When playing as the second character, the man, the gameplay was that of a puzzle-platformer, jumping and climbing, pushing and pulling objects, in the search for items to let you interact with the environment. The puzzles were good — a nice balance of difficulty for an initial introduction to the game. There were also a variety of weird NPCs, a man hiding in the attic, and a downtrodden boy who dropped his house-key into a well. As I walked past him, I unwittingly pushed him into the mud, and he dejectedly accepted that it was his fate to be stepped on. Inmost is haunting and fairly morbid, but it seems to find a way to inject humour into itself, almost appearing hilariously morbid at times. I’ll be interested to see whether this tone is cultivated as the game develops.

FLASHES


At one point while playing, there was a sudden flash, to the man, now old, putting on his clothes and going downstairs to leave the house, regretfully recounting his life.
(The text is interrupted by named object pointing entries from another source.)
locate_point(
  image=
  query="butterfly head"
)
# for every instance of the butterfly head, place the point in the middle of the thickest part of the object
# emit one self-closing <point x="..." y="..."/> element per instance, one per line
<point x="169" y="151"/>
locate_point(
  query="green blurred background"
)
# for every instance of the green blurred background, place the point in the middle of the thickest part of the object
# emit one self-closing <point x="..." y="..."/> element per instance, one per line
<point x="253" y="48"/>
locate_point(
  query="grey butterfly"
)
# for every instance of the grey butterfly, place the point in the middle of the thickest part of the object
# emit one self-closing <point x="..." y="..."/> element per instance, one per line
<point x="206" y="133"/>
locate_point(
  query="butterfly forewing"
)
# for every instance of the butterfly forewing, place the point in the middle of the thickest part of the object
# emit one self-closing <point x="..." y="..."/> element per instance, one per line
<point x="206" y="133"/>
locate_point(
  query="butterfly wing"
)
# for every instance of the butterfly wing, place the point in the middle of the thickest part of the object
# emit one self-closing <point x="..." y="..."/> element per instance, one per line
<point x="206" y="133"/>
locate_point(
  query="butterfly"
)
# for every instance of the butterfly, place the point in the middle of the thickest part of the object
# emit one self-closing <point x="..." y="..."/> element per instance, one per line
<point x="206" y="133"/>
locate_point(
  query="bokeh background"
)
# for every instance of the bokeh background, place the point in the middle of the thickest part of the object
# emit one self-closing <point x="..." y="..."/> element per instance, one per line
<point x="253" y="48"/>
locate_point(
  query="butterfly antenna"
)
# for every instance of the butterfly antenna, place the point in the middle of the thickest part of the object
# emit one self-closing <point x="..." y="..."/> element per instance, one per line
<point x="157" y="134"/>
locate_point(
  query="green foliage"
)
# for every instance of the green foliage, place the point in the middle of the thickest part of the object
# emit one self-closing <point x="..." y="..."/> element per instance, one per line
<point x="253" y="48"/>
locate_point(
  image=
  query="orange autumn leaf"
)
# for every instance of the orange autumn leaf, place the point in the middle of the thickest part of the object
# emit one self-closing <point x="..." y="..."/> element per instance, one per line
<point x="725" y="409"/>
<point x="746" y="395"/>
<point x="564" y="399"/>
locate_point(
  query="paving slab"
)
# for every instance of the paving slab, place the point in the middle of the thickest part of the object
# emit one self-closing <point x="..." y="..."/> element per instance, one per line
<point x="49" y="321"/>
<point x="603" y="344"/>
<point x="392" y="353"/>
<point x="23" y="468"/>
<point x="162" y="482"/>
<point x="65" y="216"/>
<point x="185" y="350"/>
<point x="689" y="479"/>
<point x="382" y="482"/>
Just as with the little girl, these flash-backs and flash-forwards are wonderfully interesting. I love the way they are used so far, without a context of time, and with that age quality, it channels that generational curse aspect which is so effective in Lovecraftian games. It feels somewhat similar to Eternal Darkness (due to its links with a singular location). Even more than that, without the context of time, and with many playable characters split over the game, we don’t know which character is the protagonist, where the present lies, or how it might reveal itself. Inmost could pull off a coup de grace as powerful as Second Sight’s narrative conclusion. Which is cool, as since Second Sight I’ve never seen a game mess as effectively with a players sense of understood time.

All of these pieces come together to create a really unique-feeling platformer — dark and satisfying puzzles like Limbo, yet far more interesting tonally, with huge narrative potential, tapping into that generational quality of Lovecraft. I love it when platformers show they can do anything non-platformers can, just like how Hollow Knight basically created a metroidvania successfully fulfilling so many aspects of the souls series. That I suspect is one of the many reasons Hollow Knight became as hugely popular as it has. It is also the reason I think, that if Inmost can continue to accomplish the same, it will prove to be just as successful.